One important thing to remember is that New Publish users cannot upgrade to Business plans. Let’s exclude all users that upgrade to Business plans and recreate the plot.
## `summarise()` regrouping output by 'signup_week', 'ex_group' (override with `.groups` argument)
We can see that the plot looks roughly the same. Relatively few users upgrade to Business plans. Another thing to remember is that users that signup with trials are automatically placed in Buffer Classic. What if we removed all users with trials?
## `summarise()` regrouping output by 'signup_week', 'ex_group' (override with `.groups` argument)
We can see that the upgrade rates move closer together. There are some weeks in which the upgrade rate of New Publish is higher than that of Buffer Classic, but, for the most part, Buffer Classic is still higher.
Segmenting by Plan
Let’s focus on the two most popular plans, pro_v1_monthly
and pro_v1_yearly
.
## `summarise()` regrouping output by 'signup_week', 'ex_group' (override with `.groups` argument)
## `summarise()` regrouping output by 'signup_week', 'ex_group' (override with `.groups` argument)

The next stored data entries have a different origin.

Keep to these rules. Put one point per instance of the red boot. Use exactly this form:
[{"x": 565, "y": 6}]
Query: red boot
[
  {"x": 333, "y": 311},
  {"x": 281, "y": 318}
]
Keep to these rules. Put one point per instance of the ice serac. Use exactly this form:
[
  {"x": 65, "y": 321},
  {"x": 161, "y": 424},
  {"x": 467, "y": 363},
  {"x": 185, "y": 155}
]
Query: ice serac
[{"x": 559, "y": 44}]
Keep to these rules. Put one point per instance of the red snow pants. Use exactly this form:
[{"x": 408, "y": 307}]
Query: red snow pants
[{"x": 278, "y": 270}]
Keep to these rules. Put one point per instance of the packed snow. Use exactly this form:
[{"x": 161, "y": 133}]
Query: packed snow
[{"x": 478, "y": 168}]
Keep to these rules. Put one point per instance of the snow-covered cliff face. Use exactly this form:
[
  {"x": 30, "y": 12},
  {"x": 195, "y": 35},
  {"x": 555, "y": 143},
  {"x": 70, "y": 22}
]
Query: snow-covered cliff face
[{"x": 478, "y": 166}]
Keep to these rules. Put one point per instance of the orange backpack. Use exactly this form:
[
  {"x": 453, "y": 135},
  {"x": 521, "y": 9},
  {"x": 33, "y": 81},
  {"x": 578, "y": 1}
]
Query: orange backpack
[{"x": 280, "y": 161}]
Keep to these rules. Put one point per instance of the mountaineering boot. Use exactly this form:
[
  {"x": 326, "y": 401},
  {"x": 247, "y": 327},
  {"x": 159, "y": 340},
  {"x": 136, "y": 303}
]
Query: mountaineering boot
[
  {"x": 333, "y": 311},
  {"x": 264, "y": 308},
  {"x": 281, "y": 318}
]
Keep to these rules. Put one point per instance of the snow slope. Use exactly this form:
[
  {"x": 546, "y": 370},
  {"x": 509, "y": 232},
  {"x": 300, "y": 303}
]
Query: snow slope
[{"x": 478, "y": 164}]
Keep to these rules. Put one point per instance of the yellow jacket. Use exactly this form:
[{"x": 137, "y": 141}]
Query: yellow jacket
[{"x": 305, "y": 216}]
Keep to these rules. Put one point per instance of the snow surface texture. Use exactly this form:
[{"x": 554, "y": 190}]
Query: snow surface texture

If we isolate these two important plans, we see that the upgrade rates are quite close for users that signed up in recent weeks. The upgrade rates are less close for users that signed up before December.
Web and Mobile Signups
Finally, we want to control for users that sign up through one of the mobile apps. We don’t have a great way of attributing signups to one of the mobile apps, but we are pretty good at attributing web signups. Let’s only include users that signed up through web, and exclude business upgrades and users with trials.
## `summarise()` regrouping output by 'signup_week', 'ex_group' (override with `.groups` argument)

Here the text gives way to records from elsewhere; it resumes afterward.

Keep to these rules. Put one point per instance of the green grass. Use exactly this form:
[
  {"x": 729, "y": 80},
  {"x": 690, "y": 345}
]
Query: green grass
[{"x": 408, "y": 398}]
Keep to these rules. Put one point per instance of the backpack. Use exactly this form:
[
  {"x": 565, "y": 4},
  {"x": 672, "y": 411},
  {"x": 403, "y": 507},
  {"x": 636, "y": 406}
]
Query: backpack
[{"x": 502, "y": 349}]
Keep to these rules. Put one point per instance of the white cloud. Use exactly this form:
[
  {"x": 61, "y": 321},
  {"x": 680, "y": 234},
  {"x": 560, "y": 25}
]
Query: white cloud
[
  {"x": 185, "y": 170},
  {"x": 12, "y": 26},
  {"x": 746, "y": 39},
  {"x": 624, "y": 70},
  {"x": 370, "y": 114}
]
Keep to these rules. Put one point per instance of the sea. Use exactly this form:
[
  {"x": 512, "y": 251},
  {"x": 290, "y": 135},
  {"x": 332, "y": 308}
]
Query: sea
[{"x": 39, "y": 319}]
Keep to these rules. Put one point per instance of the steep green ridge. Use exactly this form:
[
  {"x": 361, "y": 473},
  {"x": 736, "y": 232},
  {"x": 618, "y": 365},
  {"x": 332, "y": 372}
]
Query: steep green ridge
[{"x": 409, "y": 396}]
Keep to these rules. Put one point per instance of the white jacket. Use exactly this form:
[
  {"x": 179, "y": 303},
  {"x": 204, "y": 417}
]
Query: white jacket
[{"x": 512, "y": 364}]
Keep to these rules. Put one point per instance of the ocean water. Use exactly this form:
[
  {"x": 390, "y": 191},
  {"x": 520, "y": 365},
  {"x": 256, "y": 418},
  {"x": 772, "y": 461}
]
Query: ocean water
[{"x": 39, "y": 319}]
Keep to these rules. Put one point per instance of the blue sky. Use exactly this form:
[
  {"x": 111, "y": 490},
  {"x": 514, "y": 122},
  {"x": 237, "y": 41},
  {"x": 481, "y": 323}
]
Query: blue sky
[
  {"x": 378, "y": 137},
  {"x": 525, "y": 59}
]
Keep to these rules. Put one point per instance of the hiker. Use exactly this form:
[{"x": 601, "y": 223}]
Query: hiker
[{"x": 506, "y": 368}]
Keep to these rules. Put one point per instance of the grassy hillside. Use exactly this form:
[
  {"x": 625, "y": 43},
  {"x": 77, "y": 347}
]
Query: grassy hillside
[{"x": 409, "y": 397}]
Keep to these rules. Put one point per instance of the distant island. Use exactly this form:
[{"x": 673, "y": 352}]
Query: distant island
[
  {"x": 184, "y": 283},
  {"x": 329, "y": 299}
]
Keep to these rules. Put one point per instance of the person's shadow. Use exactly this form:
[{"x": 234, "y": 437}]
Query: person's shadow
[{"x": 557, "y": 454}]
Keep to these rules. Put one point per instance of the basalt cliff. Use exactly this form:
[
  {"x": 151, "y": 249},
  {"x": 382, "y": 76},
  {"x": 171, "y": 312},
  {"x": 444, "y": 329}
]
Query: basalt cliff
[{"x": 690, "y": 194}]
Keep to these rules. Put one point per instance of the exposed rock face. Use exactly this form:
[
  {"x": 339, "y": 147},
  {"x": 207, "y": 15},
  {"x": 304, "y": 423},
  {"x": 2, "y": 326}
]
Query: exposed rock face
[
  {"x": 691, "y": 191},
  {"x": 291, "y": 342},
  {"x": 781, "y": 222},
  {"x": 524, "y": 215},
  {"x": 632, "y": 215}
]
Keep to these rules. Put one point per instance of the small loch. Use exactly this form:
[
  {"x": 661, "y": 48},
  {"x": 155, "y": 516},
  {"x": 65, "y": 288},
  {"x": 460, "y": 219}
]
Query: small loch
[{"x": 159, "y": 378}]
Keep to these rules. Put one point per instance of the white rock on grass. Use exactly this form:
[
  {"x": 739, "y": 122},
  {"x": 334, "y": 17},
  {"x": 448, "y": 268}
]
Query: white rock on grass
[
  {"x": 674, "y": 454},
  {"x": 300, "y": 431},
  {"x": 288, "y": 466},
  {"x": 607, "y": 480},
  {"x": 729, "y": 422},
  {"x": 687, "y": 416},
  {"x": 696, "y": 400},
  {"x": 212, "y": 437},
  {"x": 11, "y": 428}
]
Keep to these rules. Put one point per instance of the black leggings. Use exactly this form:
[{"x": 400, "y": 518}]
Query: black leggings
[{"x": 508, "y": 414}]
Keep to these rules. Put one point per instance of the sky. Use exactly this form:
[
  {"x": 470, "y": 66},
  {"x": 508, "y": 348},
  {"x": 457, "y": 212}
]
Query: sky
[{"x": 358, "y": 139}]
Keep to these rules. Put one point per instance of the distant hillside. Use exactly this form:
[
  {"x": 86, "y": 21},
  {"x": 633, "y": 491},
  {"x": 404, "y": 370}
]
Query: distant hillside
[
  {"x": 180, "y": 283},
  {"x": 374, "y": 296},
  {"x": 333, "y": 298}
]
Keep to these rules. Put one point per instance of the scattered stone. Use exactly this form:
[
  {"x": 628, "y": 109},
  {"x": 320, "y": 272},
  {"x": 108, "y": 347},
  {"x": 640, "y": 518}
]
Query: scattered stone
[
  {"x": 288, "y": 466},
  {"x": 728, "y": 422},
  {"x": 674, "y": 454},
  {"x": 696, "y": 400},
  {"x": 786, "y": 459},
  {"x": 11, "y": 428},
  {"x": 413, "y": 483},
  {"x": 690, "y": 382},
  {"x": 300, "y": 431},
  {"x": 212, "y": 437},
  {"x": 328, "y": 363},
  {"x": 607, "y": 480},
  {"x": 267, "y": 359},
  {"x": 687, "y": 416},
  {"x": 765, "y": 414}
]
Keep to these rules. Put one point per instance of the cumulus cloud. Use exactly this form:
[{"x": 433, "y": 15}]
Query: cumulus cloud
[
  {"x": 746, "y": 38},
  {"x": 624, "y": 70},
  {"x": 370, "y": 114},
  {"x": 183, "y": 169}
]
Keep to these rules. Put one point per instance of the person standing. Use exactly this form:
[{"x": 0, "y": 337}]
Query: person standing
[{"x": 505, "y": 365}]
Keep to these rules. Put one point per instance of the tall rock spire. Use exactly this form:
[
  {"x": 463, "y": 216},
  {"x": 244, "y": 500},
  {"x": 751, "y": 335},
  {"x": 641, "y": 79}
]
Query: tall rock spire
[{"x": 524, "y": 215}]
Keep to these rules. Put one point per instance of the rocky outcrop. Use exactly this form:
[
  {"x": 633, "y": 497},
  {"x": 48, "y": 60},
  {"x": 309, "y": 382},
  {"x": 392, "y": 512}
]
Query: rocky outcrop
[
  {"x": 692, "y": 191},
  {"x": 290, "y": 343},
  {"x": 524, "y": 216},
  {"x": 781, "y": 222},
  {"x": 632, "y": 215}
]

## `summarise()` regrouping output by 'signup_week', 'ex_group' (override with `.groups` argument)
Retention
We’ve seen some evidence that New Publish hasn’t quite retained its users at the same rate as Buffer Classic. We also have evidence to suggest that more Buffer Classic users are upgrading at a slightly later date than New Publish users. This could be impacted by the fact that trials are more easily accessed in Buffer Classic.
Let’s look at the distribution of the amount of time it takes users to upgrade in both New Publish and Buffer Classic.

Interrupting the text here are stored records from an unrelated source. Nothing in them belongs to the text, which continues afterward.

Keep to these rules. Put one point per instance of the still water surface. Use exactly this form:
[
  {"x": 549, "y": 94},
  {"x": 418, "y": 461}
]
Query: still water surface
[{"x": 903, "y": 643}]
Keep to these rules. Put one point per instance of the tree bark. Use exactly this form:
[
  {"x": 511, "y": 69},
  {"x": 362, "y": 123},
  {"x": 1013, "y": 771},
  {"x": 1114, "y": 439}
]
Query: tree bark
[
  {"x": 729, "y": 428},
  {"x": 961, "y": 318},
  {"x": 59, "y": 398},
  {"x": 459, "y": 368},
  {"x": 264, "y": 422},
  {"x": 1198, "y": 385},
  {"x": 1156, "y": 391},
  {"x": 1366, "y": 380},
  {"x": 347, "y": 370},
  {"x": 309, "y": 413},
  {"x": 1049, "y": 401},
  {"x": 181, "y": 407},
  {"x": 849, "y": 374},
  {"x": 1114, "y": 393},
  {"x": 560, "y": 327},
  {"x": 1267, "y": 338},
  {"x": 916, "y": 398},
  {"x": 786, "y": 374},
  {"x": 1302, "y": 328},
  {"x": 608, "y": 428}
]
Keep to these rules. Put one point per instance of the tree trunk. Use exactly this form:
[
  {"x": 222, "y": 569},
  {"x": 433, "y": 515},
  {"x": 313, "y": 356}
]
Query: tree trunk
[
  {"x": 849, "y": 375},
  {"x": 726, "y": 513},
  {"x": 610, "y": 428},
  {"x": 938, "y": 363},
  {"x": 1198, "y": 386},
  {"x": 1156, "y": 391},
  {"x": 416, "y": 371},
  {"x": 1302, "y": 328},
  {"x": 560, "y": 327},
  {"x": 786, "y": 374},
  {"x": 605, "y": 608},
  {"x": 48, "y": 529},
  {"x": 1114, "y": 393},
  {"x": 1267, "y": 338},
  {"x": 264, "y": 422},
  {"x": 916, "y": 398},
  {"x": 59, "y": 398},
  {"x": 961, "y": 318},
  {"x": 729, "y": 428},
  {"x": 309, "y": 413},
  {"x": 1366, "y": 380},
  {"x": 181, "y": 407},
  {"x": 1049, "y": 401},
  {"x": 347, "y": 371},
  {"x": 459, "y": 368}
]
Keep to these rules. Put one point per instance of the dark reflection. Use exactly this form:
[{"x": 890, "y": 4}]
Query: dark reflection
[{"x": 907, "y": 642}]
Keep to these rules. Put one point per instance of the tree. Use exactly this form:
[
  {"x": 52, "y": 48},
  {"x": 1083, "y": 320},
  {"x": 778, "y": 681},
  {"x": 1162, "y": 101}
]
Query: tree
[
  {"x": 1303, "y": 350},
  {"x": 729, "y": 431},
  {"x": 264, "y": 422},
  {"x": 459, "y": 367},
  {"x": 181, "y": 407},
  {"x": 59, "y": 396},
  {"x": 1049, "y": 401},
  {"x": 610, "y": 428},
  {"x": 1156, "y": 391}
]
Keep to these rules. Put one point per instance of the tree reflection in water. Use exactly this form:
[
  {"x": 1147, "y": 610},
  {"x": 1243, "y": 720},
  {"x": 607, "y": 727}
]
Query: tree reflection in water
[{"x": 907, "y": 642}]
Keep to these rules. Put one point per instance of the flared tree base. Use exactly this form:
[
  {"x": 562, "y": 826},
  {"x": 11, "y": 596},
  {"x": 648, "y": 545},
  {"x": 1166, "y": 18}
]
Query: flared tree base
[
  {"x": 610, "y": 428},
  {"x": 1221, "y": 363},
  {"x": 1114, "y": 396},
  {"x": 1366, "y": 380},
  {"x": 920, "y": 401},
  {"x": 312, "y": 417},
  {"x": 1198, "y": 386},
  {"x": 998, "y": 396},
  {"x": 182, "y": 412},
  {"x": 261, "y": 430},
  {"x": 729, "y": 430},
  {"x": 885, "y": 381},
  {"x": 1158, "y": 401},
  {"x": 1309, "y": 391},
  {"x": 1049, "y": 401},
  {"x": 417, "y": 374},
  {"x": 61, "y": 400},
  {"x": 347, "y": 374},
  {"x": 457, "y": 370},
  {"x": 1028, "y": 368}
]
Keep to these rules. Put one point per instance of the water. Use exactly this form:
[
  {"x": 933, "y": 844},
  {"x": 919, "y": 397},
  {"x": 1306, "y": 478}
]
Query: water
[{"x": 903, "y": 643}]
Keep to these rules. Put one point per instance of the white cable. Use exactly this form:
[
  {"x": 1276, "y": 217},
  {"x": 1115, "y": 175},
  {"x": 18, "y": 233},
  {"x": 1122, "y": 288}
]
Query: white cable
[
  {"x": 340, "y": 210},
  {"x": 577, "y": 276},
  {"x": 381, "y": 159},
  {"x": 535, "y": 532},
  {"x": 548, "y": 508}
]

These cumulative distribution functions (CDFs) are not the most straightforward to interpret, but they do show that more users in Buffer Classic upgrade at a later date. For example, approximately 24% of upgrades in Buffer Classic occur after day 15, compared to only 18% of upgrades in New Publish. Approximatesly 14% of upgrades occur after day 30 in Buffer Classic, compared to around 10% of upgrades in New Publish.
Conclusions
Controlling for things like trial starts, mobile signups, and Business upgrades shows us that the upgrade rates of New Publish and Buffer Classic are close, but not quite equal. One difference between the two apps that may be significant is that more Buffer Classic users upgrade at a later date. That may be due to more re-engagement initiatives in Buffer Classic, the availability of trials, or another retention loop that I am not aware of.
I might look towards achieving parity in retention rates in the hope that upgrade rates would follow, but I am not yet sure. Please let me know if you have any thoughts or follow up questions!